I could have a daughter turning two-years-old, with four grandparents attending her Elsa-themed party. I have a four-month-old son delighting only two grandparents in this world. He exists because they do not, the weight of boulders on his brand new shoulders. He is born into an era in which I am hardened against love. Let it go.

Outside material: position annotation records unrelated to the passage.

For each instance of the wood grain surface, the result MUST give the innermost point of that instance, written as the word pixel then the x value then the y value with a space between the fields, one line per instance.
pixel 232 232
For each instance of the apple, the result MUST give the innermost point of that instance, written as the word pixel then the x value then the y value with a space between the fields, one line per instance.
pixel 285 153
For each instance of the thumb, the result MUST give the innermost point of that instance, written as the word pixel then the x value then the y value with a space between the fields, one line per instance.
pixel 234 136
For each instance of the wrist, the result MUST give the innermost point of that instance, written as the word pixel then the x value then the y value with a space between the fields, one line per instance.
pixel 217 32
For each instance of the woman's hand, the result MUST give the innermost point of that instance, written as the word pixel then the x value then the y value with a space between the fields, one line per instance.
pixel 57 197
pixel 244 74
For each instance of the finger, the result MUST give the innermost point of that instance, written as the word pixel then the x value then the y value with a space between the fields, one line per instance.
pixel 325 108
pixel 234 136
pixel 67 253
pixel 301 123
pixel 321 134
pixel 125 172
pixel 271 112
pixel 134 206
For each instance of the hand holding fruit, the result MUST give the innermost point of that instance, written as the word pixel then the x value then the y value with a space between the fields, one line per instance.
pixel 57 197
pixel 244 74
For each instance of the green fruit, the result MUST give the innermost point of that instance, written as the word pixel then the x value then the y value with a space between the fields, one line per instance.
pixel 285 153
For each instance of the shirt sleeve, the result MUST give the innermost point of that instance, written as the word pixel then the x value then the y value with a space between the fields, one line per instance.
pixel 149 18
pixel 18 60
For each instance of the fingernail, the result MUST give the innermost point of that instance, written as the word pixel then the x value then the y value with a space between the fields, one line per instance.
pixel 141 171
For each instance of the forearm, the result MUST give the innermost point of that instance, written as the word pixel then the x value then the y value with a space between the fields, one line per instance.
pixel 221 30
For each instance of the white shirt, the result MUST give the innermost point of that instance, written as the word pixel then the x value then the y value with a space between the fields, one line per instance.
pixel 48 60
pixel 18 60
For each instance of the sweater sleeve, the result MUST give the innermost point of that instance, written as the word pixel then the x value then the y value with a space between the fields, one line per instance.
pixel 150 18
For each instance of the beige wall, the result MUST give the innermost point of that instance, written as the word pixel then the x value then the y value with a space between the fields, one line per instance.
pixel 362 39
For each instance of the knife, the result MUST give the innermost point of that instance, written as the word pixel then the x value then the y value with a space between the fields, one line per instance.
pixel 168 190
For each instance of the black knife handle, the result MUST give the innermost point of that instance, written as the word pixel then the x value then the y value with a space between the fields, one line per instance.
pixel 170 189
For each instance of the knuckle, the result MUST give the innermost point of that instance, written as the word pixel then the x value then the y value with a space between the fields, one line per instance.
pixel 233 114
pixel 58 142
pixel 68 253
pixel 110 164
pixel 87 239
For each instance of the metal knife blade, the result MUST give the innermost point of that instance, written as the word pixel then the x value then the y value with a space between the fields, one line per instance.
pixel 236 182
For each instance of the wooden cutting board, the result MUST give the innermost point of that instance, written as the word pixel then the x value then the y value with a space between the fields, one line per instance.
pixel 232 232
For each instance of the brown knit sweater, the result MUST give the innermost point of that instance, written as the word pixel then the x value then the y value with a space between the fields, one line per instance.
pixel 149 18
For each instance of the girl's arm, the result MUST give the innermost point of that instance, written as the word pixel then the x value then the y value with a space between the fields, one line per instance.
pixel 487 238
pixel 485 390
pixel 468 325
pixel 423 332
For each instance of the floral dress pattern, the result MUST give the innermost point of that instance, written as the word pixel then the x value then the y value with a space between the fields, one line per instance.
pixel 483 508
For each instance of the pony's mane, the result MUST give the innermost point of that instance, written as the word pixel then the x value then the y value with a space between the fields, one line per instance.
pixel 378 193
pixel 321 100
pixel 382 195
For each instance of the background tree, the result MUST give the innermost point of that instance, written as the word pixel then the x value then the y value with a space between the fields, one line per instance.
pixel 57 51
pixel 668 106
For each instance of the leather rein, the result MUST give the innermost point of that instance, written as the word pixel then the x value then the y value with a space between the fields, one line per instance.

Two friends our own age swept off this earth in the two years since my daughter died. Death takes. Sinners and saints. Life is hard for death to defeat, my orphaned husband insists. I don’t understand how he can believe this after closing the eyes of the woman who cradled him in her womb. My own mother has bought a colt to carry her cantering away from death. Deny. All it takes is for a muscle to stop contracting on cue, cells to gather, mutated or not, and travel to the brain, fluid to enter the lungs: a million other potential tiny, insignificant events to end it all. Rosewood bodies inside rosewood coffins.
Ashes all.
Upcoming Publications…
My hermit crab essay “Cantonese Lessons for a Foreign Daughter-in-Law” will be published in issue 169 of The New Quarterly as an Honourable Mention in the 2023 Edna Staebler Personal Essay Contest.